Dance Magazine’s cover story profiles Raja Feather Kelly ’09
Award-winning dancer and choreographer Raja Feather Kelly ’09, who serves as the artistic director of the New Brooklyn Theatre and leads his dance company, The Feath3r Theory, is profiled in the cover story of the February 2020 issue of Dance Magazine.
Journalist Brian Schaefer calls Kelly a “visceral and cerebral artist” whose work is “smart, a bit splashy and utterly singular.”

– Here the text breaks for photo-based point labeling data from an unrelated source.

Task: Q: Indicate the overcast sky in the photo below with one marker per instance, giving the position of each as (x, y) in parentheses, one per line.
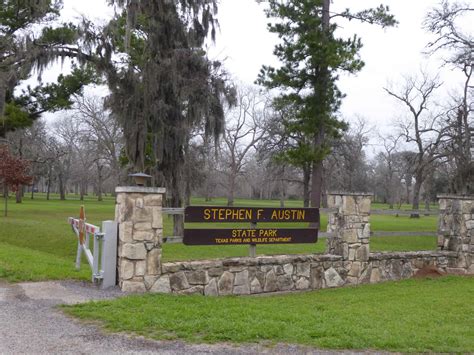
(245, 44)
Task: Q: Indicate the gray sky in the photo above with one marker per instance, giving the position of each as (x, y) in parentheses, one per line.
(245, 44)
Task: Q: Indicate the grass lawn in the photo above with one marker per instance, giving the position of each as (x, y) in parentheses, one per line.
(429, 315)
(36, 243)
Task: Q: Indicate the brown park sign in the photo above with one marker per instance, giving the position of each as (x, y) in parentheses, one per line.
(249, 236)
(250, 214)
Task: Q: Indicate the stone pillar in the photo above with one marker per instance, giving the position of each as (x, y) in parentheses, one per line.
(456, 231)
(139, 215)
(348, 221)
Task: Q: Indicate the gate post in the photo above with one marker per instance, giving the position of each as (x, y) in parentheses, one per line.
(456, 231)
(348, 221)
(138, 212)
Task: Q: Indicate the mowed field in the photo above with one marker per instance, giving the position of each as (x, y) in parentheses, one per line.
(418, 315)
(36, 243)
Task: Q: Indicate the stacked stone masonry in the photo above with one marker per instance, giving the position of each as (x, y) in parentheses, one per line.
(348, 260)
(138, 212)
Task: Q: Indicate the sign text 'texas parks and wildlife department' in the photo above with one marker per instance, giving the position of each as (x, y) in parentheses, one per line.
(250, 235)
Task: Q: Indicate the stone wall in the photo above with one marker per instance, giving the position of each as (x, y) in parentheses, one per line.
(348, 260)
(138, 213)
(456, 231)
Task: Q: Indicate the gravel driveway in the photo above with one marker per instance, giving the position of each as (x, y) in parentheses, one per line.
(30, 323)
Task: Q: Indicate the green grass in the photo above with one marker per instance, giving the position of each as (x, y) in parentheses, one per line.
(37, 230)
(22, 264)
(430, 315)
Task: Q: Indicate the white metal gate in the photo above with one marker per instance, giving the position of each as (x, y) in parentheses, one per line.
(103, 257)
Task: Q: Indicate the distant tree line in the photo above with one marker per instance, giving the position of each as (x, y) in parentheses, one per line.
(177, 115)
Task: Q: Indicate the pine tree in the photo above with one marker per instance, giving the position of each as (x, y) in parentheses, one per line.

“The witty, wordy works he creates … [are] known in the dance world mostly for a series of droll and whimsical shows inspired by Kelly's obsession with Andy Warhol,” Schaefer writes. “Recently, though, he has gained more attention for his contributions to several important plays—like the Pulitzer Prize-winning Fairview—where he meticulously distills human behavior.”
Kelly is currently participating in a two-year residency at New York Live Arts, with a premiere set for late 2020, and a three-year residency at HERE Arts Center, with a new work scheduled for spring 2021. He’s also heading into a laboratory period with the new musical Lempicka, about a famous Polish artist, which has its sights on Broadway next season. And this month, he is both choreographing and directing the off-Broadway play We're Gonna Die, by Young Jean Lee.
At Connecticut College, Kelly studied dance and English, and, Schaefer writes, “discovered the avant-garde European dance-theater artists who inspired him: Jan Fabre, Maguy Marin and Wim Vandekeybus. (Jerome Robbins is also a hero.) And he found a mentor in the choreographer David Dorfman '81, who invited Kelly to join his company.”
“I graduated at 12 p.m. and was in rehearsal at 2 p.m.,” Kelly told Schaefer.